Spring’s blessing be upon you, dear! His hair is decked with flowery cheer; Upon his brow the diadem Shines out by right of youth immortal; His might brings glad release to them That were condemned without the portal Of hope to live in sickening fear; Spring’s blessing be upon you, dear!

Spring’s blessing be upon you, child! And never may the wine-cup hold One drop of bitter questioning. May Death in spring-time find you, child-- But Love shall toss his locks of gold And make all life an endless spring, And fate and he be reconciled: Spring’s blessing be upon you, child!

SPRING

_For Peter Pan_

Spring came carolling through the land, Roses and laughter on every hand; But I was gazing with steadfast eye Where Christ was nailed on high.

Hawthorn blossoms were white and gay, Promise of fruit in the laden spray-- Only the tree of the Cross bare naught Save the ruin that death had wrought!

Spring passed on, and a breath of bloom Swept through the casement, filled the room.
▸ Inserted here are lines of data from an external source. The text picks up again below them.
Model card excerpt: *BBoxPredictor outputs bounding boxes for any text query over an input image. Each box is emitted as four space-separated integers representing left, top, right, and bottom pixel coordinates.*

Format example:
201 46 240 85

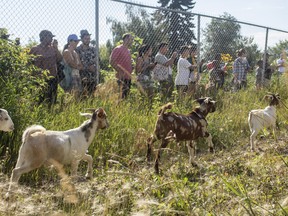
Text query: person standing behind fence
233 48 250 90
262 53 274 87
30 30 62 107
76 30 97 96
255 60 263 90
110 33 134 99
187 44 204 96
136 45 155 104
153 43 177 100
175 46 197 100
277 53 286 76
61 34 83 99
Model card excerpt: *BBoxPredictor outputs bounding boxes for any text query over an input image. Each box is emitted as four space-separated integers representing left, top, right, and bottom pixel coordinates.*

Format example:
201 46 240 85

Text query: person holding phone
30 30 62 108
136 45 157 104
I cried in a sudden agony: “Lord Jesus, set me free!

“See, I am young, and the blood is hot, Longing for what I compass not-- Love, and sunshine, and fond delight In beauty warm and white.

“Lord, Thy Cross is a heavy load, Thorny and steep the upward road-- Lord, from the woods astir I hear Laughter and joyous cheer.

“Far be it from me, Lord, to scorn The bitter anguish that Thou hast borne: But redder his mouth in its youthful pride Than the spear-wound in Thy side!

“Ah, see how his hair like soft-spun gold Falls curling over his raiment’s fold, And his laughing eyes look out with glee The great wide world to see!

“I thrill at his music silvery sweet, And I long to follow his dancing feet: For lo! where they fall the flowers are born-- And hearts no more forlorn!

“My soul goes out to him since the hour He passed me by in his winsome power, And my blood is stirred by his witchery-- Prince Jesus, set me free!”

Bowed to my prayer the wounded Head, Died in the west the sunset red-- And a slow, slow drop of blood ran down From under the thorny crown.

Strange, in the years that have gone, the Cross Had grown so dear to me that its loss Went to my heart with a thrill of pain-- I had half turned back again!